I was impressed by the focus of both books on the new opportunities and threats presented by the internet and internet culture. For Bannon, the protagonist of Bargain, it is the communities that exist beneath the sites of the mainstream media. An early business opportunity, trying to professionalize the “gold miner” community in the popular online game World of Warcraft, failed because of an organized customer revolt that spooked the gamer’s manufacturer but never made the news. The shadow of this could be felt years later in the sub-cultural hashtag campaigns #gamergate, #sadpuppies, and even #maga. For Brazile, who was more involved with the operations of the Democratic Party fund-raising machine than the campaign itself, the previously unknown threat was “hacking.” I was impressed by the seriousness Brazile gave to this issue. She’s clearly not an information security professional, but she honestly expresses her fear and bewilderment at this sometimes confusing world. Hacks is the most accurate depiction of the CrowdStrike security I have seen in any book outside of a trade press.
It’s interesting that neither perspective is flattering to Megyn Kelly, the former Fox News anchor whose career at MSNBC is now being covered by Bannon’s news company. “Trump’s toughest opponents in Cleveland were not his fellow candidates but the Fox News moderates, who went right after him” — writes Green — “none with more gusto than Kelly.” Brazile writes of an interview with Kelly, “It was less of an interview than an ambush. She was so eager to get to me that when she saw me approaching, her producers yanked Trump campaign manager Kellyanne Conway out of the chair almost mid-sentence so I could sit down right away.
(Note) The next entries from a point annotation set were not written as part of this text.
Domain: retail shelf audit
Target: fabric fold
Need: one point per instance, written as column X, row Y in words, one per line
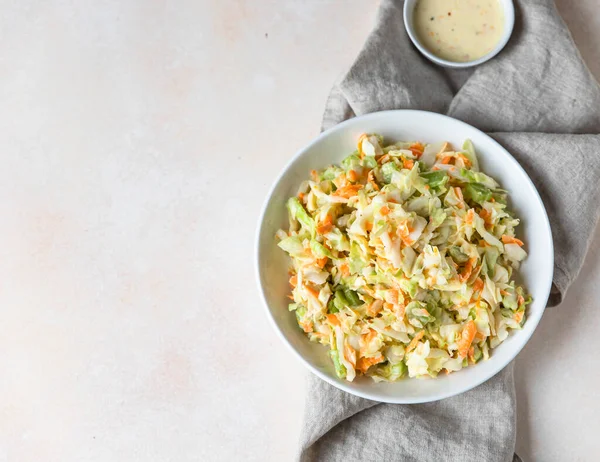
column 536, row 98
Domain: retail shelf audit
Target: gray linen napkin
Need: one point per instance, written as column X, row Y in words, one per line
column 538, row 99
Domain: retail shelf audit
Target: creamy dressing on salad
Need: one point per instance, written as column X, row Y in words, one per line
column 459, row 30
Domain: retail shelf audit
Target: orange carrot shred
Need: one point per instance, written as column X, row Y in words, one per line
column 467, row 336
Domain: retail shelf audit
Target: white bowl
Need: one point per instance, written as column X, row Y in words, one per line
column 509, row 23
column 331, row 147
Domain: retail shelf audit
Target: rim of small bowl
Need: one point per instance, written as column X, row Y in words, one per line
column 509, row 24
column 373, row 396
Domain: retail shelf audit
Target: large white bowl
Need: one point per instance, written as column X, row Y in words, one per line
column 331, row 147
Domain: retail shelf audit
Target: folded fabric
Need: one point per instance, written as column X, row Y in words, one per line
column 538, row 99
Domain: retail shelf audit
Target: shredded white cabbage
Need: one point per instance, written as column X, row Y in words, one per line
column 403, row 260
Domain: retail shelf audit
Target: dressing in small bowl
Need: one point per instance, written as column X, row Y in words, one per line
column 459, row 33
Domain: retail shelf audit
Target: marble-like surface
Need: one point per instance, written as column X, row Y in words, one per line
column 138, row 141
Megyn was gunning for me.” And Bannon reminisces about wealthy bullies at his old school: “They were the rich snobs. They’d always do the employer-employee joke at us: ‘When you grow up, you’ll work for us,’ And we’d punch them in the nose.”
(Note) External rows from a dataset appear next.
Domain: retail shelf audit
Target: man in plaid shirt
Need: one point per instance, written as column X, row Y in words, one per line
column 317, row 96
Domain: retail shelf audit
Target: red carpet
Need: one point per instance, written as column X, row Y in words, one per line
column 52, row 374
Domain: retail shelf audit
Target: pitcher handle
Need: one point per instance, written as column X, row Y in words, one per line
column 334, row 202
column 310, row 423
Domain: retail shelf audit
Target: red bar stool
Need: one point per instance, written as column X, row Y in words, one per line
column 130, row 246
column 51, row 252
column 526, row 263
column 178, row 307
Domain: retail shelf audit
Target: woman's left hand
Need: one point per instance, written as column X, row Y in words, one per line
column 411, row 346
Both books contain claims that are factually.. questionable. It’s obvious in Bargain the writer is surrounded by secular society and treats religion like an anthropologist would treat a remote tribe: for example, “the Latin-only Tridentine Mass, which was banned by the Second Vatican council.” Likewise, Donna Brazile is often more interesting to read between the lines than at face value, for instance when she was disinterested in building her own base of support: “” But here, Brazile’s book is better constructed. In the places that either leave the literal truth, Brazile’s writing still leaves it clear what message she wants sent (often it is to praise or blame specific allies or enemies). Green’s errors, by contrast, seem lazy. You can read a sentence from Brazile’s book, such as — “When [a Hatian AM radio host asked me when the campaign was going to start a dialogue with his audience, I knew what he meant by that. When were they going to spend a few hundred dollars in advertising there, which would encourage him to urge his followers to get out and vote?” — and it is clear that so-and-so is asking for a bribe. A sentence like this the Latin mass comment from Bargain, however, just leaves the reader with the impression that the writer is not versed in the relevant subject matter.
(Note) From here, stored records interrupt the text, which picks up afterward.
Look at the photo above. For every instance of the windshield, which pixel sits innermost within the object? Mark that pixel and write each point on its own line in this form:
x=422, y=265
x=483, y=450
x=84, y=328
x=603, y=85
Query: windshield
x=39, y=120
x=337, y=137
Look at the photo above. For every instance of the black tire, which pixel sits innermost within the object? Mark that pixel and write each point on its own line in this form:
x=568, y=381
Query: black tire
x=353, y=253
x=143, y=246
This is especially disappointing in light of the fact that both Bannon and Brazile are Catholics. Pope Francis, the author of Laudato Si, comes under attack by Bannon: Bargain quotes Bannon as calling Francis “a liberal theology Jesuit” and a “pro-immigration globalist.” Brazile does not discuss theology, but is interested in how Catholic rites can impact the everyday world: she prays for both victory and proper ordering and uses Holy Water on offices of the Democratic National Committee.
My high-level impression of Bargain is that it is a predictable result of a liberal journalist attempting to flatter a conservative source. Hacks, by contrast, is hatchet job by an insider against other insiders, combined with a surprisingly accurate outsider’s discussion of a security incident response operation. You can pass on Bargain. Hacks is great fun.
In an amusing twist, you can read a favorable comment on Hacks from Steve Bannon’s media company. I read both Devil’s Bargain and Hacks in the Kindle editions.